3. You can self-diagnose to a point, but if it’s serious, see your doctor.
“I have on many occasions used online resources to help decide if my symptom is worth seeing a specialist for or escalating (not WebMD obviously, use UpToDate or PubMed). If it’s something serious that I can’t deal with myself, either with time or over-the-counter medication, I would definitely see my general physician either for treatment or specialist referral. I basically just become a regular patient but with an insider perspective on the system and some pre-formed opinions on my own diagnosis.” Ninjase sounds like they’ve got a good routine figured out for when they aren’t feeling great.
They continue: “Currently, I’m dealing with annoying palpitations. I got an ECG at work which showed frequent ectopics. At the moment, I’m sitting on it debating if I should bother seeing a cardiologist or if it will just disappear since most cases are completely benign and self-limiting. In terms of prescription, I would never prescribe myself new medication for acute illness. I only self prescribe to renew old scripts that I can’t be bothered getting. The worst thing is getting medical certificates for work since I can’t write them myself, and it’s a huge waste of everyone’s time just to get a piece of paper saying I have the flu.”

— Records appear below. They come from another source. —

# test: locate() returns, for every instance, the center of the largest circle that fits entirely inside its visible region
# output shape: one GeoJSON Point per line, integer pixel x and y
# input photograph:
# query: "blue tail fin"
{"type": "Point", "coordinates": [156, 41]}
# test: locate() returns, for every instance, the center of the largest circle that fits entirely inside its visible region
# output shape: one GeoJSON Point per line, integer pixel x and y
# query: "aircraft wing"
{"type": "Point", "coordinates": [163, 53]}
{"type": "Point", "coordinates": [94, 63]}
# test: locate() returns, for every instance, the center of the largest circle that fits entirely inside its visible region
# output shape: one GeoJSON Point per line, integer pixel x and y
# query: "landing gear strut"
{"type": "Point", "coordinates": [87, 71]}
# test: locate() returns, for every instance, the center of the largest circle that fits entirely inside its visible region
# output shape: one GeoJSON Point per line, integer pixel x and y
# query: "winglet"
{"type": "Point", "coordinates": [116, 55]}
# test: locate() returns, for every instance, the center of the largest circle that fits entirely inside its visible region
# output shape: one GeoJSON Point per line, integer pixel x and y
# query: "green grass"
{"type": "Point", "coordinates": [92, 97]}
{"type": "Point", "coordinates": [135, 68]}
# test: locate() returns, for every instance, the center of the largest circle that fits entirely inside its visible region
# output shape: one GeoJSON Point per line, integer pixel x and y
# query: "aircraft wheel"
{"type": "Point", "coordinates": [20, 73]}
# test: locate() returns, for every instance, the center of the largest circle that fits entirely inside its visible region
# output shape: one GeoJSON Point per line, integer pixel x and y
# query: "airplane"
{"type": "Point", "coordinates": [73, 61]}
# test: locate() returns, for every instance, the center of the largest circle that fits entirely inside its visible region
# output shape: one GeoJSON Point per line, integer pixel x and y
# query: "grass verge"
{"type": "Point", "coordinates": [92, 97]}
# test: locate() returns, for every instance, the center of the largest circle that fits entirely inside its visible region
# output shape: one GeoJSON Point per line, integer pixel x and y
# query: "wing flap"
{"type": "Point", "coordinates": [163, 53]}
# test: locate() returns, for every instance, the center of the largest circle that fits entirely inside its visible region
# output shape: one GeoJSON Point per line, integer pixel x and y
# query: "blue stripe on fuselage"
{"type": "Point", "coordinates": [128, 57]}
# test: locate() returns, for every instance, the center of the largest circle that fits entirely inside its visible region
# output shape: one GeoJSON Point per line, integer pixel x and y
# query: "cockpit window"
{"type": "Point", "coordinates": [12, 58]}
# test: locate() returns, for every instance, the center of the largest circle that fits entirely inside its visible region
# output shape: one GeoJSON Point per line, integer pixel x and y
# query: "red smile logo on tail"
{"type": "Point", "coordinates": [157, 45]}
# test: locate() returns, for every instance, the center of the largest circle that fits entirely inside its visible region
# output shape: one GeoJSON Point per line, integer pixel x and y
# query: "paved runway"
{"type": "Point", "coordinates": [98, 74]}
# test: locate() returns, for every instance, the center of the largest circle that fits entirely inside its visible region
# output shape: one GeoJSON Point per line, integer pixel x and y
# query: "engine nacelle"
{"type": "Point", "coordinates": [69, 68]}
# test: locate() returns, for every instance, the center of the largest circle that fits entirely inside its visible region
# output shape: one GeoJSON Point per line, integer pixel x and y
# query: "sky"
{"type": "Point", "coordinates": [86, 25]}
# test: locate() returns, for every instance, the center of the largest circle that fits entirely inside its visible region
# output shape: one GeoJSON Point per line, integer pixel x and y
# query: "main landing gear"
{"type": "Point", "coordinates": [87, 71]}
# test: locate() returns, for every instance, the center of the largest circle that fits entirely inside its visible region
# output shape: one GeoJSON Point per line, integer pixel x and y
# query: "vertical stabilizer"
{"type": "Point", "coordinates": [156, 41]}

“Well, my wife can tell you I make the worst patient. I take out my own stitches and tend not to follow post OP instructions too well. I certainly try not to diagnose myself as now I can’t tell if I’m overreacting or underreacting, but when I do get symptoms, boy does my brain feel a little like WebMD sometimes. And I can’t stand being in a Dr’s office, ex. I had to go to a dermatologist, and the whole time in the waiting room, I was thinking about the prognosis of various stages of melanoma I could have. It was benign, of course.”
“I injured my knee badly playing soccer and was at work the next day, borrowed some crutches from physical therapy so I could hobble around and see patients, only got it imaged a month later as my wife had enough, turns out I tore my ACL and lateral meniscus, had to take a week off for surgery sadly. Just the other day at work, I had acute RUQ pain, positive Murphy’s and right shoulder pain, though I had a gallstone, just rode it out in the call room after seeing my patients. I guess I’m terrified of showing up in the ED saying, “I’m a doctor. I think it’s XYZ,” and finding out it’s nothing, and I’m just being pathetic, haha.” Drprocrastinate should never be worried if it’s something else; it’s okay to brainstorm and figure it out to get the best care!
“My husband is a family medicine doc, and he won’t go to the doctor. He found out a year or so ago that he’s diabetic. He’s ashamed because of the stigma, in medicine, associated with diabetes. He takes metformin (self-prescribed) but refuses to use insulin or talk about it. He’s in exquisite pain all of the time (he has had back pain for 20+ years… I think this is making it worse). Just last week, he had two episodes of being incontinent which have never happened before. I sent a long email to a colleague/friend of his. I can’t look back and wish I had done something, and enough is enough.”
Good for 662grace for knowing when to take more action for their husband. Hopefully, it won’t be too late, and he will start taking better care of himself. They continue: “His colleague returns from a vacation tomorrow, so I expect I’ll hear from him soon. My husband knows I sent the email but knows he has no choice in the matter. I love my husband. He is a wonderful, caring physician who is 49 years old and refuses to do anything for his own health, which is going to kill him.”